Cyr was not always a puppeteer, he has many talents. "I started performing as a juggler, it was a hobby when I was a teenager. People called me to start performing and that's how I joined the circus. For 10 years I did shows in the summer and trained in the winter. I did many, many shows." He also has a background in social work and works with Cirque's social circus training program - "I was a trainer of trainers, training the instructors. I did that for the last five years." - including stints working with children and artists in Kativik. "I like the cold and the hot," he says, "So I liked being in the north."
Pre-Luzia, he also managed to acquire a BFA in dance from Concordia University and choreography proved to be an adaptation of his first love sculpture, sculpting with bodies in space rather than clay or stone. He was involved in the creation of Carnaval Carmognole, an immersive collectively created festival of new circus that included his lavish and lurid creation Les Erotisseries (The Temple of Eros).
Luzia's tagline is "A Waking Dream of Mexico and Cyr says that "Lots of people are from Latin America and Mexico to add the taste of Mexico. I've been to Mexico many, many times - my cousin has a house there. It's a really nice connection. Mexico is really interesting. There are so many different climates and different cultures. That's why in the show we're trying to express tableaus like the bar scene where there is a lot of diversity." Diverse to the point where there are dancing cockroaches, alligators and one stellar armadillo.
Cyr slides easily between his animal characters, fauna and even a ribald fiesta-goer. "We have a lot of quick changes our team of puppeteers,"he says. "But we are a team of three, Monica Varela Couto, Gerardo Ballester Franzoni and myself, and we have a team of two backstage to help with the costumes. So we don't get lost."

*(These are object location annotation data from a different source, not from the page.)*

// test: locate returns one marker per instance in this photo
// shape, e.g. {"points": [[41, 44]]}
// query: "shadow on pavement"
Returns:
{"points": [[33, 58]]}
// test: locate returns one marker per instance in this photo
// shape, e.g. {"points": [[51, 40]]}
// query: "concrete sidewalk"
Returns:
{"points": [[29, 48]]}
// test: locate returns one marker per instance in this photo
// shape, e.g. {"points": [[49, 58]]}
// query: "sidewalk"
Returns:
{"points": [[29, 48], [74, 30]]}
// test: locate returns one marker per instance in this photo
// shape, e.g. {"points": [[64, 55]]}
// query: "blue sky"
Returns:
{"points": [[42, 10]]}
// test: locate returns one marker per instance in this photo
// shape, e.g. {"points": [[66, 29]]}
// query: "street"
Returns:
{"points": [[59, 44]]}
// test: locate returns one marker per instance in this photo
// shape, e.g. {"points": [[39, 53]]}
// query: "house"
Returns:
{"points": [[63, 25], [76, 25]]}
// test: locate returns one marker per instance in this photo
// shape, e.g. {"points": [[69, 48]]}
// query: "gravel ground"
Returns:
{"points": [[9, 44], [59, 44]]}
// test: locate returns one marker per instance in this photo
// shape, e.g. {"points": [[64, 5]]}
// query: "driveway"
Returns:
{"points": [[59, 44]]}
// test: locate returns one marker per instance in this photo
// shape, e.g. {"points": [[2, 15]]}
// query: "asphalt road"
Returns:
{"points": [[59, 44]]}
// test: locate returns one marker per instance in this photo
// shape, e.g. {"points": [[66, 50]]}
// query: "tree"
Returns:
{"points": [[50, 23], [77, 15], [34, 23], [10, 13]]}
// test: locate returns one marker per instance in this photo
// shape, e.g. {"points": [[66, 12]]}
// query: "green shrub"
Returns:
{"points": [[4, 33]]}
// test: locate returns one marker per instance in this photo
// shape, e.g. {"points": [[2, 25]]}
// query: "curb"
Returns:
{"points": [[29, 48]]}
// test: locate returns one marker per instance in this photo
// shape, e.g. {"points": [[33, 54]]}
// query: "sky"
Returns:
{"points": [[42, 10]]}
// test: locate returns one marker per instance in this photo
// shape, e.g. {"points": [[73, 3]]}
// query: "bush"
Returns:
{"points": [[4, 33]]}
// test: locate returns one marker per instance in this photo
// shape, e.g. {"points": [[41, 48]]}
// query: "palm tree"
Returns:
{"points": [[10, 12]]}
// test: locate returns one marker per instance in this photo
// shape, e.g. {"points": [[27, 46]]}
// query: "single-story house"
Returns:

A circus life is spent on the road and Cyr is a little coy on how that impacts his love life. "So far I really like it, my first passion after circus is travelling," he says. "I'm from Montreal, so during the creation and the first performances, I lived in my apartment. Toronto is my first time away from home and I rented out my apartment. We have a pretty heavy schedule but we have some nights off and there is time after the show. Especially with the heat now in Toronto, it's nice to be awake at night."
According to Cry, the surreal world of Luzia contrasts with the hardworking social world offstage where improvement is always the goal. "There are so many different skills in the show and we help each other, we share. If I want to try something I can ask, there is really wonderful complicity between the artists to keep learning inside the touring. If someone gets a new trick, they put it in the act, so the acts are always getting better and better. The artists are super, super passionate about what they are doing so they keep training every day to make their acts better. Just because the show is finished and the audience is happy, we still have a passion to create."